Voy a decirlo con palabras del poeta y ensayista Octavio Paz, para nada sospechoso del izquierdismo que se atribuye a quienes se atreven a hablar de solidaridad en nuestras sociedades del intercambio y la competencia: “Si pensamos en aquella tríada con la que comienza el mundo moderno, la libertad, igualdad y fraternidad, vemos que la libertad tiende a convertirse en tiranía sobre los otros; por tanto, tiene que tener un límite; la igualdad, por su parte, es un ideal inalcanzable a no ser que se aplique por la fuerza, lo cual implica despotismo. El puente entre ambas es la fraternidad, la gran ausente en las sociedades democráticas capitalistas. La fraternidad es el valor que nos hace falta, el eje de una sociedad mejor. Nuestra obligación es redescubrirla y ejercitarla”.

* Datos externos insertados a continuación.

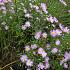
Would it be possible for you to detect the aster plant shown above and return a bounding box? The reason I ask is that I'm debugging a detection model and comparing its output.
[0,0,70,70]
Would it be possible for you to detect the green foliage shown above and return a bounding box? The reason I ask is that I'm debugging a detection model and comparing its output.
[0,0,70,70]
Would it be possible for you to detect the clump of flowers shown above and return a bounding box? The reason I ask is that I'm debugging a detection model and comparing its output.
[22,21,31,30]
[19,0,70,69]
[0,0,70,70]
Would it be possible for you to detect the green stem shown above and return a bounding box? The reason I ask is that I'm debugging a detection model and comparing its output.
[0,60,19,70]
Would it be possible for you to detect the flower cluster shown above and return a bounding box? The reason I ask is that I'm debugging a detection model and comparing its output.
[35,31,47,39]
[20,55,33,67]
[0,0,14,14]
[22,21,31,30]
[0,0,70,70]
[60,52,70,68]
[50,29,62,37]
[19,0,70,69]
[47,15,58,23]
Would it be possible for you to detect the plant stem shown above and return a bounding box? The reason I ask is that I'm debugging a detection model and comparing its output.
[0,60,19,70]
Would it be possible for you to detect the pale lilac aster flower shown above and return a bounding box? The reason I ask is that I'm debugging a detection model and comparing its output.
[30,4,40,13]
[26,59,33,67]
[25,13,32,18]
[68,10,70,13]
[35,31,42,39]
[1,6,6,10]
[60,59,65,65]
[59,23,64,30]
[0,0,7,3]
[45,57,49,63]
[59,24,70,33]
[33,5,40,12]
[60,57,69,65]
[45,62,50,69]
[55,39,61,45]
[63,27,70,33]
[53,17,58,23]
[31,44,38,49]
[41,3,48,14]
[21,25,27,30]
[47,16,58,23]
[51,48,58,54]
[50,16,55,23]
[46,44,50,50]
[60,52,70,65]
[50,30,57,37]
[38,48,44,54]
[64,63,68,68]
[20,55,28,63]
[25,45,30,52]
[47,16,54,23]
[27,69,31,70]
[0,2,4,5]
[33,51,36,55]
[32,5,39,10]
[64,52,70,60]
[38,63,45,69]
[0,0,8,5]
[42,32,47,38]
[35,9,41,13]
[38,48,47,58]
[37,68,40,70]
[41,3,47,11]
[21,21,31,30]
[56,29,62,36]
[41,51,47,58]
[25,21,31,27]
[34,5,39,10]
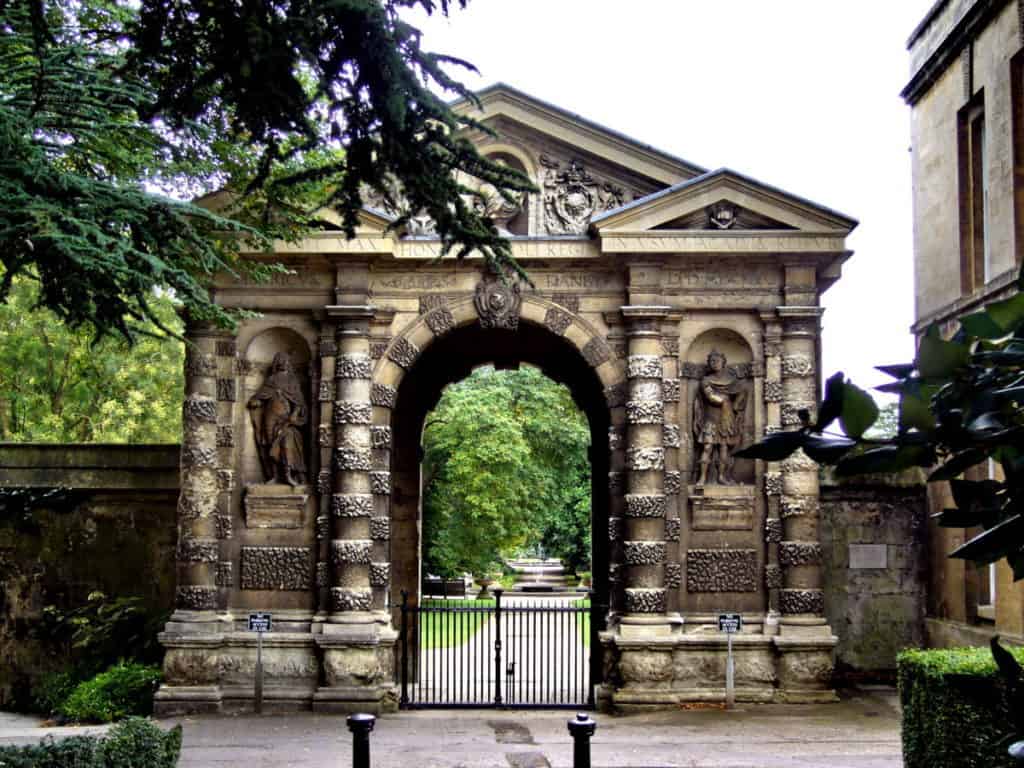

Vivir en sociedad es hacerlo en relaciones de intercambio (uno compra y otro vende); de colaboración (un profesor se reúne con sus alumnos); de solidaridad (los estudiantes comparten sus apuntes con aquel que permanece enfermo en casa); de competencia (un deportista trata de derrotar a otro); de desacuerdo (dos padres discrepan sobre la custodia de un hijo común); y de conflicto (los trabajadores van a la huelga).
Esos distintos tipos de relaciones son propios de la vida en común, inseparables de esta, y si nos nace celebrar alguna (por ejemplo, la colaboración), no tendríamos que asustarnos cada vez que sobrevienen otras (por ejemplo, desacuerdos y conflictos). Tampoco es del caso maldecir las relaciones de mero intercambio —tiene que haber alguien que venda el pan que queremos consumir cada mañana—, aunque evitando la tendencia a transformar todo en relaciones de intercambio, incluida la satisfacción de derechos fundamentales.
Me detengo ahora en la solidaridad, a veces nombrada como fraternidad, aunque prefiero la primera de tales palabras. No somos hijos de un mismo padre y tampoco estamos obligados a comportarnos unos con otros como hermanos, supuesto que la relación entre estos últimos sea la mejor de todas. Y la pregunta es esta: si vivimos en sociedad, es decir, no cada cual por su lado; si nos necesitamos unos a otros, si vemos en todos ese común y similar valor que llamamos dignidad humana que ni se pierde ni se debilita al compás de los mejores o peores avatares que marcan la existencia individual de las personas, ¿podríamos renunciar a la solidaridad o considerarla un sentimiento puramente privado, o tendríamos que cultivarla como un deber que nos imponemos unos a otros?
¿Es legítimo que el Estado induzca solidaridad, por ejemplo, al gastar los impuestos que recauda o al promover una reforma previsional en la que parte de una cotización adicional vaya a la cuenta individual del trabajador y otra parte a un fondo común que permita mejorar las pensiones de quienes las tienen o tendrán insuficientes? ¿Nos deben preocupar solo nuestros personales intereses y beneficios o, al vivir en sociedad, debemos también ocuparnos de los que tengan y a los que aspiren los demás?
Y cosas de este tipo, ¿pueden ser decididas por gobernantes y legisladores sobre la base de encuestas oportunistas que muestran que la mayoría somos egoístas y que nuestra sociabilidad es fuerte cuando necesitamos a los demás y débil cuando estos nos necesitan a nosotros? Si todos dicen abogar por la cohesión social —digamos por una sociedad decente y justa—, ¿puede ella ser conseguida si cada individuo se comporta como un llanero solitario que avanza a galope tendido, sin importarle nada la suerte de los que pueden ir montados en cabalgaduras de menor potencia?
Sentir primero por nosotros mismos está bien, pero no lo está sentir solo por uno mismo. Adam Smith, tampoco sospechoso de izquierdismo: “restringir impulsos egoístas y fomentar los benevolentes constituye la perfección de la naturaleza humana”. Y tal vez ni tanto como la “perfección”, sino tan solo la racionalidad que se necesita para vivir juntos y en paz.